Volare
Die blonde Frau, die Serafino eine ganze süsse Nacht lang in die Geheimnisse der tantrischen Liebe eingeweiht hatte, war längst entschwunden.
Aber die Flügel, die seiner Seele gewachsen waren, liessen ihn auch nach Sonnenaufgang weiterschweben. Serafino wunderte sich kaum, als er realisierte, dass er fliegen konnte. Nach so einer Nacht. Es war ihm, als hätte er die Welt schon immer von oben betrachtet, als er im ruhigen Gleitflug über seiner Stadt schwebt.
Nur kurz spielte er mit dem Gedanken, seine Schwester Concetta, die sich gewöhnlich um diese Zeit auf ihrer Terrasse ihren dritten caffe macchiato genehmigte, mit einem kühnen Looping zu erschrecken. Aber dann erschien ihm dieser kleine Scherz als zu banal.
So hielt er schnurgerade Kurs auf sein eigentliches Ziel. Sein tägliches Ziel. Das Ministerium.

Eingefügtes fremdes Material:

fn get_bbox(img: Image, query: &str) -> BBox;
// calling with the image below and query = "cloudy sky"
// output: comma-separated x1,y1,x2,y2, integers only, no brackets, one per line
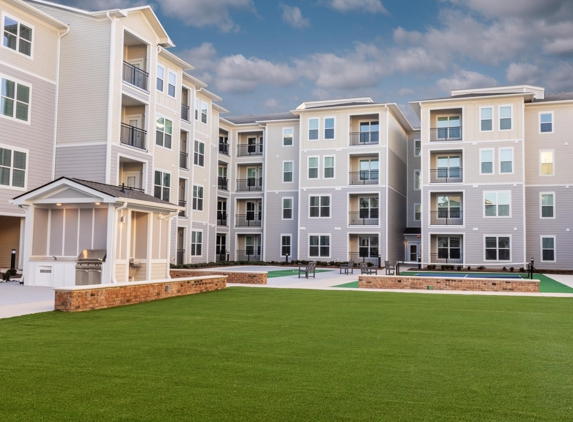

“Mein Mysterium“, summte er, als er vor der Zypressenalle zum Landeanflug ansetzte und sich nach einer kunstvollen Pirouette direkt vor dem prächtigen Hauptportal niederliess.
Niemand hatte ihn beobachtet. Sehr gut. Seine Kollegen waren also alle schon drin. Das hiess, dass schon bald die erste Zigarettenpause angesagt war. Luciano, der Portier, dürfte noch mit der Gazetta dello Sport beschäftigt sein. Er warf einen Blick auf seine Uhr. Halb neun. Er musste sich beeilen.
Serafino zog die Spraydose aus seiner Hosentasche und machte sich unverzüglich ans Werk. Dann trat er zwei Schritte zurück und musterte zufrieden sein Werk.
Dies erfüllte Serafino Modesta mit grosser Befriedigung. Wenigstens besass er jetzt schwarz auf weiss, was er schon immer gewusst hatte. Er war nicht verrückt. So akzeptierte er die Strafe widerspruchslos: Die definitive Amtsenthebung und die Rückstufung um eine halbe Gehaltsklasse.
Schützend stülpte er sein Jackett über den Kopf und eilte durch das Blitzlichtgewitter hindurch zum Ausgang. „Kein Kommentar“, rief er immer wieder.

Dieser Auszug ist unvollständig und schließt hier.